Büyük Ceylan yıllarca sonra yine memelerin­de açılan yaralardan öldü. Lohusa değildi. Bir sa­bah yerde baygın gördük. Hemen bir arabaya koy­duk, Haydarpaşa’daki Baytar mektebine götürür­ken yolda öldü. Acaba bir kedi kanseri miydi?

O zamanlar Göztepe’de sakatatçı yoktu. İstan­bul Balıkpazarı’ndan her akşam ciğer taşınırdı evimize. Ciğercimiz de Baki Efendi’ydi. Şimdi ne alemdedir, bilemiyorum. En azından beş koyun ak­ciğeri alınırdı her akşam.

Tabldotları

Çiğ veya haşlanmış koyun yahut kuzu akciğeri, hamsi balığı, gümüş balığı, kutu içinde ton balığı (Lohusa ziyafetlerinde), dana kıyması (Lohusalara, öbürlerine tadımlık), ocaktan inen yemeklerin, tencere dibi paparası, sofraya konulan yemeklerden kediler için bırakılan göz hakkı, süt, yavrular için haşlanmış yumurta.

*

“Ümmü’l-Hüreyre” derdim ablama.

1956 Ekim’inde 14 kedi vardı evimizde. 1957 Mart’ında 2 kedi kaldı. Altı ay içinde 12 kedi esrarengiz şekilde kayboldular. Yüzünde bir endişe “Pıtırcık üç gündür yok!”, “Kınalı dün akşamdan beri kayıp!”, “Bugün de Derviş yok!” derdi.

Yeni, güzel yavrular almamızı söyledikçe de “Aman istemem,” derdi. “Biraz da başımı dinleye­yim.”

Evet, evimizde en son iki kedi kaldı. Küçük Elif Bey ile Dayı Bey.

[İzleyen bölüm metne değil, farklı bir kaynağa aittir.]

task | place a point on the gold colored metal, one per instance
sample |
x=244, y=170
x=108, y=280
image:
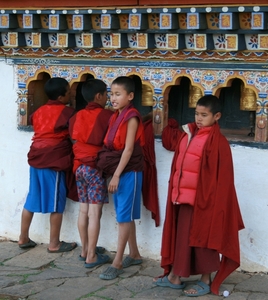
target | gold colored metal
x=194, y=96
x=248, y=99
x=147, y=96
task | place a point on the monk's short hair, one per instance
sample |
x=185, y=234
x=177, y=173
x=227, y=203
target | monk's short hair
x=127, y=83
x=212, y=102
x=92, y=87
x=56, y=87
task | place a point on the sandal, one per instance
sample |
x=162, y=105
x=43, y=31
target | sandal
x=201, y=289
x=30, y=244
x=129, y=261
x=101, y=259
x=111, y=273
x=164, y=282
x=99, y=250
x=64, y=247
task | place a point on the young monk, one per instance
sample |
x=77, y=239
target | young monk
x=87, y=129
x=50, y=160
x=202, y=214
x=122, y=159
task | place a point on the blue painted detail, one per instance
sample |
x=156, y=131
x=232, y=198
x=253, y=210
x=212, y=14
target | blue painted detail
x=208, y=92
x=262, y=95
x=158, y=91
x=21, y=85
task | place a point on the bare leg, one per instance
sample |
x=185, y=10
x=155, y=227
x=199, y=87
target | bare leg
x=174, y=279
x=132, y=242
x=55, y=226
x=83, y=227
x=94, y=216
x=123, y=236
x=26, y=220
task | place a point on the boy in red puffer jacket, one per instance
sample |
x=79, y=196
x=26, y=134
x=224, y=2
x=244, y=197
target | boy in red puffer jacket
x=202, y=214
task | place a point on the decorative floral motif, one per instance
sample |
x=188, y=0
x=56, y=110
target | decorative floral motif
x=214, y=20
x=183, y=21
x=189, y=40
x=160, y=40
x=45, y=21
x=154, y=22
x=252, y=42
x=96, y=21
x=53, y=39
x=132, y=40
x=106, y=40
x=124, y=21
x=219, y=41
x=28, y=38
x=245, y=22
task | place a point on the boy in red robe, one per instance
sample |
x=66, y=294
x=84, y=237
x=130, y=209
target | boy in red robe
x=202, y=213
x=122, y=159
x=87, y=129
x=50, y=159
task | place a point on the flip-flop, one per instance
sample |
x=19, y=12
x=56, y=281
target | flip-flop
x=201, y=289
x=64, y=247
x=164, y=282
x=99, y=250
x=30, y=244
x=129, y=261
x=111, y=273
x=101, y=259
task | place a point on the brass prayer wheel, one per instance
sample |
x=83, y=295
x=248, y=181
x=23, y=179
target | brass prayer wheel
x=147, y=96
x=194, y=96
x=247, y=99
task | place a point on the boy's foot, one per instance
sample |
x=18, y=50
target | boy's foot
x=101, y=259
x=99, y=250
x=129, y=261
x=64, y=247
x=164, y=282
x=29, y=244
x=111, y=273
x=199, y=289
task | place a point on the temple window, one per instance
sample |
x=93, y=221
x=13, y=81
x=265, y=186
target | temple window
x=36, y=93
x=143, y=96
x=237, y=107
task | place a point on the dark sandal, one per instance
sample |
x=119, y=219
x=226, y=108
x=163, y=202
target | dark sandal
x=111, y=273
x=201, y=289
x=30, y=244
x=64, y=247
x=101, y=259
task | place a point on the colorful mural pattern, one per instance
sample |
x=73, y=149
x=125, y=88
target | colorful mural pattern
x=159, y=78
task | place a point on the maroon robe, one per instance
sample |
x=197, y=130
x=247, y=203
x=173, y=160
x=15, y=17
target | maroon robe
x=149, y=184
x=51, y=147
x=216, y=217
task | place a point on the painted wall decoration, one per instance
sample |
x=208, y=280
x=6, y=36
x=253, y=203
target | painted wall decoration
x=207, y=81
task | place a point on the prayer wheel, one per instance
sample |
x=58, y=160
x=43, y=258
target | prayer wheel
x=147, y=96
x=247, y=99
x=194, y=96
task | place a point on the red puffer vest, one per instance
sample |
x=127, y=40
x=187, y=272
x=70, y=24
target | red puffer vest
x=188, y=164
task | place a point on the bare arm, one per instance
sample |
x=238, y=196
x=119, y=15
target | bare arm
x=132, y=128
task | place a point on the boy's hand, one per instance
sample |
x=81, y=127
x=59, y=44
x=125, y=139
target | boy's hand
x=113, y=185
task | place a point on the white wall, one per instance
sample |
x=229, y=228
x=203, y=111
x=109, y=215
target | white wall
x=251, y=168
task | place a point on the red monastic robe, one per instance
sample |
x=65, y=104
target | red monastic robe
x=216, y=218
x=88, y=128
x=51, y=146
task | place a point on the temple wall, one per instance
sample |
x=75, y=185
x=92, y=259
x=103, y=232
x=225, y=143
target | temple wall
x=250, y=165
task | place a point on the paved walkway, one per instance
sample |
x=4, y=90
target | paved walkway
x=37, y=274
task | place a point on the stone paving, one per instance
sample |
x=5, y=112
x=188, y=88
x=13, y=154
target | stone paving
x=36, y=274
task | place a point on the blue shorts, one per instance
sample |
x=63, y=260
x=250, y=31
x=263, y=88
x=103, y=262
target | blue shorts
x=47, y=191
x=127, y=199
x=91, y=187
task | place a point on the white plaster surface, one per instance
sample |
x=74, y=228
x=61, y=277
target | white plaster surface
x=251, y=173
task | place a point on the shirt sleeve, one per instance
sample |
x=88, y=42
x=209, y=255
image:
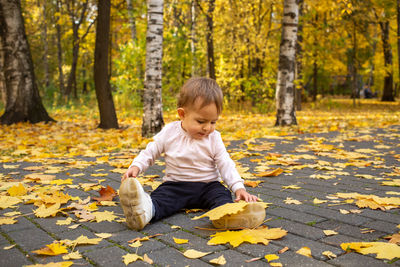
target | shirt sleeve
x=153, y=150
x=226, y=166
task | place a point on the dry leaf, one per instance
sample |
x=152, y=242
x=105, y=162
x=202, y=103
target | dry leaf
x=226, y=209
x=180, y=241
x=219, y=261
x=130, y=257
x=382, y=250
x=253, y=236
x=305, y=251
x=52, y=250
x=194, y=254
x=271, y=257
x=106, y=194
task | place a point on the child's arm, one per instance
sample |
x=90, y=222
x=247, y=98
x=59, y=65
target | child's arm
x=242, y=194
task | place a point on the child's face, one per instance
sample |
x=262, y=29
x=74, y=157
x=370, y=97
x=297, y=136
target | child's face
x=199, y=121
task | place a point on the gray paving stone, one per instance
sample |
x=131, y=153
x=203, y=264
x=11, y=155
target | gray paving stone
x=172, y=257
x=355, y=260
x=31, y=239
x=13, y=257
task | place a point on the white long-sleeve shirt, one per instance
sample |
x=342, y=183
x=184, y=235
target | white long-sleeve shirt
x=190, y=160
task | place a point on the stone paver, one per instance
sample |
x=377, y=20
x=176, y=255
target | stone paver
x=305, y=222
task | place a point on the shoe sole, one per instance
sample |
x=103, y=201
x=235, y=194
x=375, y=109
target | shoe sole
x=130, y=197
x=252, y=216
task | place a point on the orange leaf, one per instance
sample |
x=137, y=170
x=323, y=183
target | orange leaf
x=106, y=194
x=275, y=172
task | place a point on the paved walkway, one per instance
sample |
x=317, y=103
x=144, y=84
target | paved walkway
x=320, y=165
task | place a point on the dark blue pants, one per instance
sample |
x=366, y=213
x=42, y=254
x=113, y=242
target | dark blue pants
x=170, y=197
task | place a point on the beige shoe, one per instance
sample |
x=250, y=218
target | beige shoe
x=251, y=216
x=136, y=203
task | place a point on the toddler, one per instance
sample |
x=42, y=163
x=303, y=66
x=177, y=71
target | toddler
x=195, y=158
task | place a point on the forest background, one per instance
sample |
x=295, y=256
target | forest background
x=343, y=47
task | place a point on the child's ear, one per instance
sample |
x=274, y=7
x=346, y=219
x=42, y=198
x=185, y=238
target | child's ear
x=181, y=113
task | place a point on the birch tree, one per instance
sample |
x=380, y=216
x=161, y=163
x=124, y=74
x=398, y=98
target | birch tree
x=285, y=89
x=152, y=101
x=23, y=102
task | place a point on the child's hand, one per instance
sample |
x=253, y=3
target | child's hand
x=242, y=194
x=131, y=172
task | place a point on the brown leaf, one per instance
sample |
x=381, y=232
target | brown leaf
x=106, y=194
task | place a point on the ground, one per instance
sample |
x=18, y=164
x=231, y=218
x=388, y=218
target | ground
x=316, y=167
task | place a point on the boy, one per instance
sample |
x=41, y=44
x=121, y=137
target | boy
x=195, y=158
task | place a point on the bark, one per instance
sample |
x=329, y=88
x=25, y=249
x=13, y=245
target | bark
x=132, y=22
x=108, y=117
x=59, y=51
x=152, y=101
x=45, y=47
x=388, y=93
x=23, y=102
x=209, y=39
x=299, y=59
x=285, y=109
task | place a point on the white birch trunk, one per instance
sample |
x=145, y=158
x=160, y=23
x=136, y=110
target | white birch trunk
x=152, y=101
x=285, y=89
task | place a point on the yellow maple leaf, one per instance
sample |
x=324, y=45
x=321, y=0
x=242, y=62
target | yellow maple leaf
x=131, y=257
x=219, y=261
x=382, y=250
x=305, y=251
x=226, y=209
x=194, y=254
x=8, y=220
x=17, y=190
x=8, y=202
x=253, y=236
x=43, y=211
x=52, y=250
x=180, y=241
x=104, y=216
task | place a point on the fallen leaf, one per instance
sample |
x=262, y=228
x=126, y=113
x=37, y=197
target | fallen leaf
x=180, y=241
x=106, y=194
x=219, y=261
x=226, y=209
x=52, y=250
x=273, y=173
x=271, y=257
x=382, y=250
x=194, y=254
x=305, y=251
x=253, y=236
x=329, y=254
x=130, y=257
x=330, y=232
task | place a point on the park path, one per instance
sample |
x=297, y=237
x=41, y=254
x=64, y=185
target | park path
x=316, y=166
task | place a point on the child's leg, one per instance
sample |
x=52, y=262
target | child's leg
x=136, y=204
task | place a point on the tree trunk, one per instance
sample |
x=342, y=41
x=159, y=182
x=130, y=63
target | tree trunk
x=193, y=40
x=209, y=38
x=299, y=59
x=59, y=51
x=108, y=117
x=285, y=110
x=132, y=22
x=388, y=94
x=152, y=101
x=23, y=102
x=45, y=47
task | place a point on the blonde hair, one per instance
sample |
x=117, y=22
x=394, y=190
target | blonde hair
x=200, y=87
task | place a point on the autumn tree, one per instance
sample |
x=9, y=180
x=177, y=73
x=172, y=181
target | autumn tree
x=152, y=101
x=108, y=117
x=285, y=89
x=23, y=102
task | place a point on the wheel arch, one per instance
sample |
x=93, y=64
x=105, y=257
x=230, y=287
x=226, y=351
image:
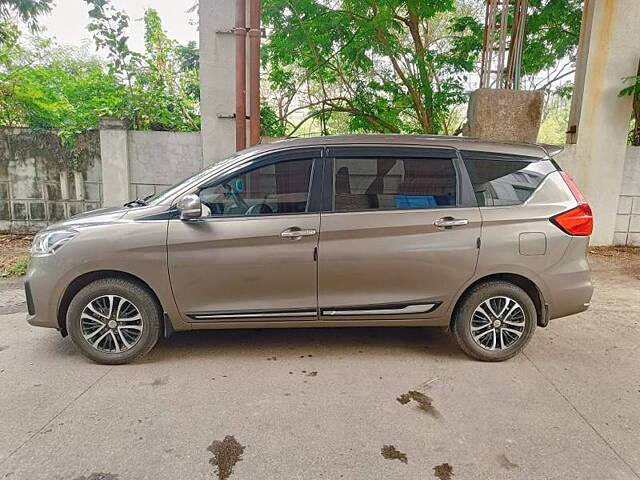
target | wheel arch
x=85, y=279
x=526, y=284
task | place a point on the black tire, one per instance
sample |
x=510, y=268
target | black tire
x=463, y=318
x=141, y=299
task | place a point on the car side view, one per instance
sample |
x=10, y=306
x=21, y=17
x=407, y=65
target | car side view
x=488, y=239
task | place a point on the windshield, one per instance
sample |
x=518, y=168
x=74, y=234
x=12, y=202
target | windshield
x=166, y=195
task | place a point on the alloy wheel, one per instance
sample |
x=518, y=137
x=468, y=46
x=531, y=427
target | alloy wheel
x=498, y=323
x=111, y=324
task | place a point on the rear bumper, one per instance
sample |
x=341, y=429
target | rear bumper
x=569, y=284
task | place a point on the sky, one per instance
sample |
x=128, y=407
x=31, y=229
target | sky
x=69, y=18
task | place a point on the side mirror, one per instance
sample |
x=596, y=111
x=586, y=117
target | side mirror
x=189, y=207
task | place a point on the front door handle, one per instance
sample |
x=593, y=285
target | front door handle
x=448, y=222
x=296, y=233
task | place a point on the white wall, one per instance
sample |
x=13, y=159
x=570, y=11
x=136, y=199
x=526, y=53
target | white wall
x=626, y=217
x=160, y=159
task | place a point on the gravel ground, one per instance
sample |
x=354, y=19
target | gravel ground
x=368, y=403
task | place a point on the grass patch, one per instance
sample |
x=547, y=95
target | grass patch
x=14, y=255
x=16, y=267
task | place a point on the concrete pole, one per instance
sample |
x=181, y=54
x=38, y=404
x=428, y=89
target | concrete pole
x=254, y=72
x=612, y=34
x=240, y=32
x=217, y=79
x=114, y=155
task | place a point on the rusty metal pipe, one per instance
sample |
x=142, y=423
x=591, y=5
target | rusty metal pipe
x=240, y=32
x=254, y=72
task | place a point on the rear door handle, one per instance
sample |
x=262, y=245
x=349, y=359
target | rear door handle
x=295, y=233
x=448, y=222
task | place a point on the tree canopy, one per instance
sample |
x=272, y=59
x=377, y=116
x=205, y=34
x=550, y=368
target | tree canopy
x=45, y=86
x=394, y=65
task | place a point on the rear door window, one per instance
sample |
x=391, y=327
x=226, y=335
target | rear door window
x=500, y=180
x=391, y=183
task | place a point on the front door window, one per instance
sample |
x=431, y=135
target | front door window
x=275, y=189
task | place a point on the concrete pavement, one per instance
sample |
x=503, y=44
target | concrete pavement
x=322, y=403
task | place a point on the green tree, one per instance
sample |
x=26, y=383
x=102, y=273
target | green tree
x=396, y=66
x=390, y=65
x=162, y=87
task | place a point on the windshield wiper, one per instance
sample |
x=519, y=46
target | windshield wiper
x=138, y=202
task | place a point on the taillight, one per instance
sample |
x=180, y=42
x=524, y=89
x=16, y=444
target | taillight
x=579, y=220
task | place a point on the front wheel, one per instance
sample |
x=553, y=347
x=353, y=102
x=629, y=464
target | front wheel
x=494, y=321
x=114, y=321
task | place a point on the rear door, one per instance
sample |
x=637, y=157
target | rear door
x=399, y=232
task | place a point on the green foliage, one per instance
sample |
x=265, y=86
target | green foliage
x=270, y=124
x=552, y=33
x=54, y=88
x=633, y=89
x=43, y=86
x=554, y=126
x=391, y=66
x=16, y=267
x=162, y=84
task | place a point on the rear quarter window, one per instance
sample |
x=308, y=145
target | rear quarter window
x=502, y=180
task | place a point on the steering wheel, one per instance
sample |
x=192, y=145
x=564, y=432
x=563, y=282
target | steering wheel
x=259, y=209
x=239, y=201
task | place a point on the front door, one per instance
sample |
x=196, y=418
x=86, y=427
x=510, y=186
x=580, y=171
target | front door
x=251, y=257
x=398, y=238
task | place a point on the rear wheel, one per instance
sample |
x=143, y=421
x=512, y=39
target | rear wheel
x=114, y=321
x=494, y=321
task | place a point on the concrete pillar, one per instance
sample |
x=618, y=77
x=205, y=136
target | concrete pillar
x=610, y=42
x=114, y=153
x=78, y=181
x=217, y=84
x=64, y=184
x=505, y=115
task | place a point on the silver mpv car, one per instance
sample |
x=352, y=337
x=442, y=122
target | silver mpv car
x=488, y=239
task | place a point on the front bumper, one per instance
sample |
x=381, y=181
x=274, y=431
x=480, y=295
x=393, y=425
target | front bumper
x=41, y=293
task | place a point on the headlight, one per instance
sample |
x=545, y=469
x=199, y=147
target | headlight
x=48, y=243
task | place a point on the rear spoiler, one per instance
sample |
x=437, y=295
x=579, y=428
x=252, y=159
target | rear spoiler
x=551, y=150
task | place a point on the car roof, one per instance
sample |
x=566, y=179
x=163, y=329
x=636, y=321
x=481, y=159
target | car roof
x=459, y=143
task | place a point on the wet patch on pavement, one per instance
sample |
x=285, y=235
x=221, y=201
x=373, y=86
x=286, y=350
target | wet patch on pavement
x=99, y=476
x=443, y=472
x=424, y=402
x=390, y=452
x=159, y=381
x=226, y=454
x=506, y=463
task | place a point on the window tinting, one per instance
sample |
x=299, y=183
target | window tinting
x=279, y=188
x=391, y=183
x=498, y=182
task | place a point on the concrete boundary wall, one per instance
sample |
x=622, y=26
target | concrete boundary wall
x=37, y=184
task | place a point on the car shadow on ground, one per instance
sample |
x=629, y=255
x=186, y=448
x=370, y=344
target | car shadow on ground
x=259, y=343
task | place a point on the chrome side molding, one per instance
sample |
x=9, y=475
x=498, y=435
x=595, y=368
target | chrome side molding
x=381, y=310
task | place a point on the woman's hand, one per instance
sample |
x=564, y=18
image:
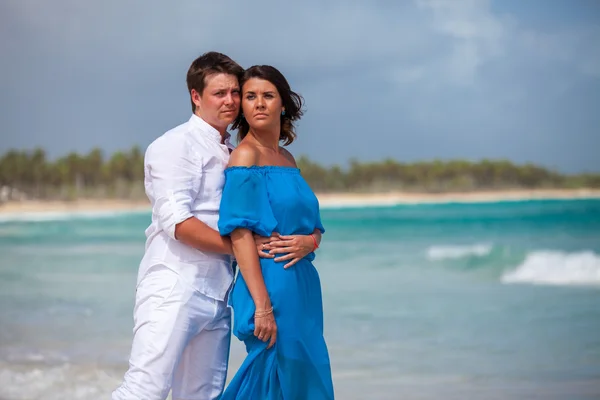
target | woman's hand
x=265, y=328
x=261, y=244
x=295, y=247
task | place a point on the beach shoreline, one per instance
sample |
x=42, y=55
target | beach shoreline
x=326, y=200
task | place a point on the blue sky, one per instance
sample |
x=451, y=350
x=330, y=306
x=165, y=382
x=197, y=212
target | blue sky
x=409, y=80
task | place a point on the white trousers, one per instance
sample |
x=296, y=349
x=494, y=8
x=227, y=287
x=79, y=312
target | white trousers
x=180, y=342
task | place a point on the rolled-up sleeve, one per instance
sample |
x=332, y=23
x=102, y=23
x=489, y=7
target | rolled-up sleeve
x=174, y=172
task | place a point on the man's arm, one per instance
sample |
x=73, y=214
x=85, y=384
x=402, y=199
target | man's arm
x=175, y=173
x=197, y=234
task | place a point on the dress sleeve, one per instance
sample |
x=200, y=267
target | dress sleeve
x=245, y=202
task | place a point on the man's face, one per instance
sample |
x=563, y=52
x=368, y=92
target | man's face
x=219, y=103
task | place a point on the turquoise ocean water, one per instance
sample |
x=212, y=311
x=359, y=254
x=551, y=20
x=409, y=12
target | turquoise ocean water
x=449, y=301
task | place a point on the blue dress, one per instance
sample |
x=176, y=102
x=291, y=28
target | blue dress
x=267, y=199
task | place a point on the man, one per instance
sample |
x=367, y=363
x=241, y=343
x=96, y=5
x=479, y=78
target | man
x=182, y=323
x=181, y=318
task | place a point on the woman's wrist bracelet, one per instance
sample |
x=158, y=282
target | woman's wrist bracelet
x=263, y=313
x=315, y=241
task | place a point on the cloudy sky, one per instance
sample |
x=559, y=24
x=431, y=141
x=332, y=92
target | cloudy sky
x=410, y=80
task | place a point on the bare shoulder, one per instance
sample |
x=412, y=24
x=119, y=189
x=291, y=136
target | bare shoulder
x=244, y=155
x=288, y=155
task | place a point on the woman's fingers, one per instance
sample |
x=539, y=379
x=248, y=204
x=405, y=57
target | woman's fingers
x=291, y=263
x=279, y=250
x=281, y=243
x=265, y=329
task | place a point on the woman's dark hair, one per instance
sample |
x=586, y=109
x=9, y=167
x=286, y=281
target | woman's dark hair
x=291, y=101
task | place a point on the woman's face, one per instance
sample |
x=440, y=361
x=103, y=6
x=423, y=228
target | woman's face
x=261, y=104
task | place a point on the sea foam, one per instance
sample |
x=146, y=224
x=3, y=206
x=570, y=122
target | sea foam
x=556, y=268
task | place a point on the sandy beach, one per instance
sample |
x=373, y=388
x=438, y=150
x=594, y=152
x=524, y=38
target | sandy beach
x=327, y=200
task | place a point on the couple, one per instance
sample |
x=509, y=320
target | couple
x=208, y=207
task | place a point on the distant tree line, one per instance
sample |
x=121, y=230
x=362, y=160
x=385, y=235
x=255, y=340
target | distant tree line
x=31, y=174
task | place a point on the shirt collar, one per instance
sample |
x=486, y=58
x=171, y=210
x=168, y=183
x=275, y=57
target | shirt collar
x=209, y=131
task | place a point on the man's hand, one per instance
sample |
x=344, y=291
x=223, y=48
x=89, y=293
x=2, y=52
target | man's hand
x=295, y=247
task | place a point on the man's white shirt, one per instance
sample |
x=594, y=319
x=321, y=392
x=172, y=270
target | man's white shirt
x=184, y=177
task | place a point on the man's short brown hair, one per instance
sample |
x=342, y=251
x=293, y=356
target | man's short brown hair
x=208, y=64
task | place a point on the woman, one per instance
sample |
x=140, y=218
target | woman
x=278, y=312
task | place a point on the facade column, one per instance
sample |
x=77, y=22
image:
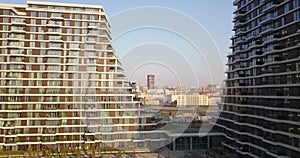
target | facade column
x=174, y=145
x=208, y=142
x=191, y=143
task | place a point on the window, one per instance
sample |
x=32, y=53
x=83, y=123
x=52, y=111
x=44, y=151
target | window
x=282, y=21
x=77, y=23
x=43, y=22
x=43, y=14
x=92, y=17
x=295, y=3
x=77, y=31
x=6, y=12
x=33, y=14
x=32, y=29
x=286, y=7
x=67, y=23
x=40, y=37
x=5, y=28
x=33, y=21
x=296, y=16
x=77, y=16
x=5, y=20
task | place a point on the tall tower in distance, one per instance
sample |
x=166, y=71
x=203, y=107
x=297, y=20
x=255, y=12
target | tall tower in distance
x=150, y=81
x=261, y=112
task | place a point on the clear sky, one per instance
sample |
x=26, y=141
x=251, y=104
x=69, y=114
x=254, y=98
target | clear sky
x=180, y=64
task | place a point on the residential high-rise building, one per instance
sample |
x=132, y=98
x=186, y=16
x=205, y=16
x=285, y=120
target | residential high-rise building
x=261, y=108
x=61, y=84
x=150, y=81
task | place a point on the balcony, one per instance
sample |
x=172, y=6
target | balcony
x=277, y=35
x=259, y=52
x=272, y=7
x=278, y=59
x=53, y=24
x=279, y=47
x=57, y=17
x=18, y=22
x=260, y=62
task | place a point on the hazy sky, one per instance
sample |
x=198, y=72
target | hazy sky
x=168, y=38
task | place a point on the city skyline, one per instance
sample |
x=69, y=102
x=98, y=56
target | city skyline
x=199, y=68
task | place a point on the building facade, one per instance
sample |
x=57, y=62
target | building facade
x=261, y=108
x=193, y=99
x=61, y=84
x=150, y=81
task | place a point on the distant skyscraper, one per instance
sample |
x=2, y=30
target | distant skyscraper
x=150, y=81
x=261, y=110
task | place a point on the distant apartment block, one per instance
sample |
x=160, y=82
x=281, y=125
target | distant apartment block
x=150, y=81
x=61, y=83
x=261, y=107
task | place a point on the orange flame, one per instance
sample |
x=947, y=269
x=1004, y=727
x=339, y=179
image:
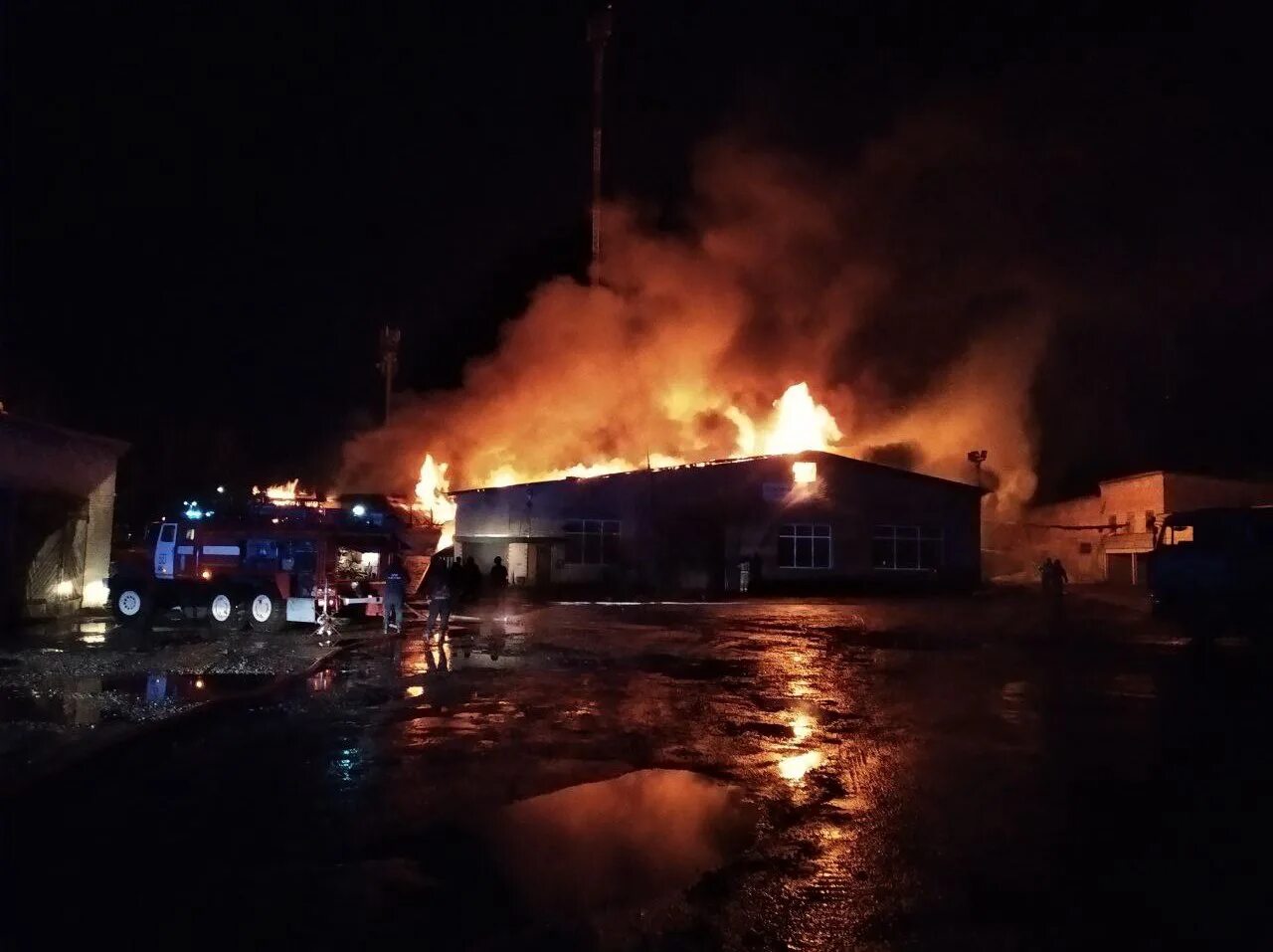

21 Mart 1957’de de bir beyin kanamasıyla ben ablamı kaybettim.

Hanımlarının öleceği o kedilere malum mu olmuştu? İlahi sır düğümlerini insan hiçbir zaman çö­zemeyecektir.

İşte Reşat Ekrem’in ablası Halet Hanım ve kedileri. Koçu, bu fotoğrafı, ablası ve kedilerinin başka fotoğraflarını ve yukarıdaki yazıyı sandığında saklarmış.

[1] Tercüman, 29 Aralık 1971-8 Ocak 1972, 4 tefrika.